Task termination (task_exit)
Tasks terminate by calling task_exit, typically via the trampoline:
void task_exit(void)
{
Task *prev, *next;
if (!task_ready) {
return;
}
prev = current_task;
prev->state = TASK_STATE_TERMINATED;
/* Free the stack memory back to the PMM */
if (prev->stack_base != 0 && prev->stack_pages != 0) {
pmm_free_pages(prev->stack_base, prev->stack_pages);
prev->stack_base = 0;
prev->stack_pages = 0;
}
/* Mark the PCB slot as free for reuse */
prev->state = TASK_STATE_FREE;
next = schedule_next();
if (next == prev) {
/* Shouldn't happen if task 0 (kernel) is always alive */
next = &tasks[0];
}
next->state = TASK_STATE_RUNNING;
next->switches++;
current_task = next;
/* One-way switch: we never return to the exited task */
context_switch(&prev->saved_rsp, next->saved_rsp);
/* Should never reach here */
for (;;) {
__asm__ __volatile__("hlt");
}
}
Key behaviours:
- The task's stack pages are returned to the PMM via
pmm_free_pages. - The PCB slot is recycled back to
TASK_STATE_FREE. - The subsequent
context_switchis one-way: control never returns to the exited task.
Waiting for tasks
Certain parts of the kernel (e.g., the Starling Terminal and some commands) need to wait for a worker task to finish. This is done cooperatively via task_wait:
void task_wait(Task *t)
{
if (!task_ready || t == NULL) {
return;
}
/*
* Busy-wait cooperatively until the target task's PCB slot has
* been recycled back to FREE by task_exit().
*/
while (t->state != TASK_STATE_FREE) {
task_yield();
}
}
Because the scheduler is cooperative, this busy-wait loop is benign: it yields on each iteration, allowing the waited-on task to make progress and eventually call task_exit.

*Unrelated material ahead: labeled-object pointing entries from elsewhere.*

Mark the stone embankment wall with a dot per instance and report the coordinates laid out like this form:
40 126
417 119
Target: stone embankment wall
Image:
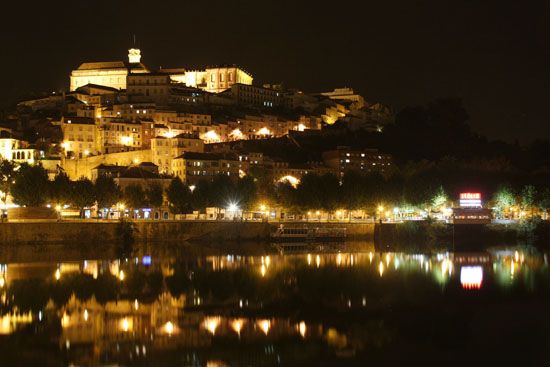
37 232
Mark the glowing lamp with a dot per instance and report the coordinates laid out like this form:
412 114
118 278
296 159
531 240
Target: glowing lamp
471 277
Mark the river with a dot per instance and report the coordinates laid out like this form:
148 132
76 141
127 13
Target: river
264 305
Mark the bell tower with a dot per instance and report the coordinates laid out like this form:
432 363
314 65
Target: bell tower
134 56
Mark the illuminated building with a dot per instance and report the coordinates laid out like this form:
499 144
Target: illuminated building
155 86
164 149
18 150
79 136
471 210
118 135
345 94
346 159
193 167
212 79
110 74
250 95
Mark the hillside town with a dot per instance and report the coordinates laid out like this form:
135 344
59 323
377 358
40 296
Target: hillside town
128 141
141 126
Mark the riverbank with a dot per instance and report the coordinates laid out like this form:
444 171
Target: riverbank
422 235
82 232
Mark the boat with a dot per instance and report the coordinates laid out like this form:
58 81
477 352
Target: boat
308 233
291 248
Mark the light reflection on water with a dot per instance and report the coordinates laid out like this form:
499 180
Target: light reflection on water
125 310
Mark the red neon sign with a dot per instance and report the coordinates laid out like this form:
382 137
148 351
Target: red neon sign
470 196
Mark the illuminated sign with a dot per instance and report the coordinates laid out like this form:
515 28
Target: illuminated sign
471 277
470 199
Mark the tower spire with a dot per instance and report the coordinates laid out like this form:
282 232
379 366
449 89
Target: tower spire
134 54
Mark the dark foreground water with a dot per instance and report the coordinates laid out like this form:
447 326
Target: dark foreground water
255 305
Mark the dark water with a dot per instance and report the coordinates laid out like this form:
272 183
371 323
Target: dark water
255 305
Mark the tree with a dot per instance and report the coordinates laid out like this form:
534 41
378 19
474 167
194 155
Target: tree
352 191
108 193
439 199
134 196
83 194
31 186
7 172
154 194
60 189
246 192
179 196
503 200
544 201
528 197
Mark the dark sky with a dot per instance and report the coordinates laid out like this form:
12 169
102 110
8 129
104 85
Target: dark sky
495 55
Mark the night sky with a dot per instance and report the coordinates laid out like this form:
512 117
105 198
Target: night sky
495 55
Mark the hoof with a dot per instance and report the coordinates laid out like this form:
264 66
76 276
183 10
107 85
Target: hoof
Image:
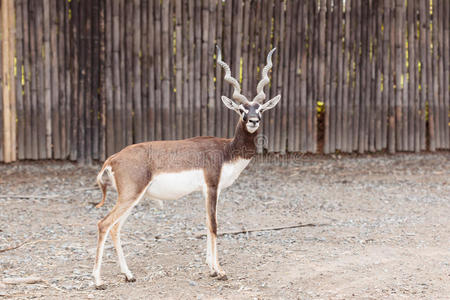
100 287
222 277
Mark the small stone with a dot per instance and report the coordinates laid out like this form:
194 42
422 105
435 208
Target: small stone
192 283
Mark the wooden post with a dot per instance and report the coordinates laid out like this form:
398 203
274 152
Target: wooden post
392 90
27 88
102 78
9 102
211 102
446 58
137 99
19 56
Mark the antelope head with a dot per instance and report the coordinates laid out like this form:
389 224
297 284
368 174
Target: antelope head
250 111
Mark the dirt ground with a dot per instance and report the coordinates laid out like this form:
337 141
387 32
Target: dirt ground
380 228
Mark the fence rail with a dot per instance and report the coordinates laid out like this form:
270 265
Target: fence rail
82 79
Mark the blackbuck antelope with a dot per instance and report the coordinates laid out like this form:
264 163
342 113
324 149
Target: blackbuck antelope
169 170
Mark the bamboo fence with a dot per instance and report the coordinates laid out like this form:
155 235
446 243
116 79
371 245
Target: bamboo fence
82 79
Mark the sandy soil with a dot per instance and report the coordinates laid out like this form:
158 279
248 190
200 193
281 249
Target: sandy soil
381 230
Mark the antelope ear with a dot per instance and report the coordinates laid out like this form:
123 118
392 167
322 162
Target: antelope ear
230 104
270 104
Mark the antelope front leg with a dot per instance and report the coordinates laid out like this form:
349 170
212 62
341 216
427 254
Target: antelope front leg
211 196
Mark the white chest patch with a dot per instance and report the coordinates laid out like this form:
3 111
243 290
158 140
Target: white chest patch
172 186
231 171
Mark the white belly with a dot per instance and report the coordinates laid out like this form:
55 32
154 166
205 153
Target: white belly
231 171
172 186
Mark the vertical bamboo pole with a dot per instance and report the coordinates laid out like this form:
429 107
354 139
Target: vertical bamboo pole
303 82
2 141
446 58
89 98
405 81
19 56
82 100
47 80
440 66
315 83
429 67
109 77
423 72
137 99
54 78
197 113
61 88
297 25
417 86
27 87
286 69
352 76
346 80
279 108
185 69
373 76
157 69
179 70
9 102
121 108
94 86
412 72
379 60
151 126
274 85
144 61
68 75
102 79
339 79
218 71
211 103
128 101
74 41
33 81
435 78
386 75
392 87
205 61
327 98
291 80
333 74
40 50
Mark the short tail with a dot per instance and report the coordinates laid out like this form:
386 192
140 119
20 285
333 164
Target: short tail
102 184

Example usage from the Starling Terminal:
Task *cmd_task = execute_command(Boot, line, shell_priv);
/* If a command task was spawned, wait for it to finish. */
if (cmd_task != NULL) {
task_wait(cmd_task);
}
Task inspection (ps and tasktest)
The ps command uses task_print_list to show current tasks. Access requires at least TASK_PRIV_DRIVER:
void task_print_list(BootInfo *Boot)
{
UINTN i;
Task *caller;
/* Subsystem-level privilege enforcement: task list requires DRIVER. */
caller = task_current();
if (caller != NULL && task_get_privilege(caller) < TASK_PRIV_DRIVER) {
SAFE_PRINT(Boot, L"Permission denied: task list requires driver privilege.\n\r");
return;
}
SAFE_PRINT(Boot, L"\n\r");
SAFE_PRINT(Boot, L" PID STATE PRIV SWITCHES NAME\n\r");
SAFE_PRINT(Boot, L" --- ---------- ---- -------- ----\n\r");
for (i = 0; i < TASK_MAX; i++) {
if (tasks[i].state == TASK_STATE_FREE) {
continue;
}
SAFE_PRINT(Boot, L" %3d %-10s %4d %8d %s\n\r",
tasks[i].pid,
state_str(tasks[i].state),
(INT32)tasks[i].privilege,
tasks[i].switches,
tasks[i].name);
}
SAFE_PRINT(Boot, L"\n\r");
SAFE_PRINT(Boot, L" Active tasks: %d / %d\n\r",
task_count(), (UINTN)TASK_MAX);
SAFE_PRINT(Boot, L"\n\r");
}
The tasktest command in commands.c programmatically exercises the scheduler:
static void cmd_tasktest(BootInfo *Boot, CHAR16 *Args)
{
Task *t1, *t2, *t3;
UINTN i;
(void)Args;
...
t1 = task_create(L"worker-A", worker_task_fn, Boot);
t2 = task_create(L"worker-B", worker_task_fn, Boot);
t3 = task_create(L"worker-C", worker_task_fn, Boot);
...
SAFE_PRINT(Boot, L"\n\rYielding to let workers run:\n\r\n\r");
/* Yield enough times for all workers to complete (3 tasks x 3 steps) */
for (i = 0; i < 12; i++) {
task_yield();
}
SAFE_PRINT(Boot, L"\n\rTask list after test:\n\r");
task_print_list(Boot);
SAFE_PRINT(Boot, L"Task scheduler test completed.\n\r\n\r");
}
Each worker task:
- Prints a progress message.
- Calls
task_yield. - Repeats three times, then finishes.
This demonstrates how cooperative tasks interleave output and how task_yield drives scheduling.
Privilege system
Each task carries a TaskPrivilege level defined in task.h:
typedef enum {
TASK_PRIV_USER = 0,
TASK_PRIV_DRIVER = 1,
TASK_PRIV_KERNEL = 2,
} TaskPrivilege;
All tasks still execute in CPU ring 0; this is a software-only hierarchy used for access control decisions:
task_create_with_privprevents a caller from creating a task with a higher privilege than its own.- Subsystem functions like
memory_print_stats,task_print_list, andrequest_shutdowncheck the calling task's privilege before proceeding. - The
kusrcommand (commands.c) temporarily elevates a task toTASK_PRIV_KERNELto run a privileged sub-command, then restores the original level.
Accessors:
task_get_privilege(Task *t)– returns the task's current privilege level.task_set_privilege(Task *t, TaskPrivilege p)– changes it (no enforcement; callers are responsible).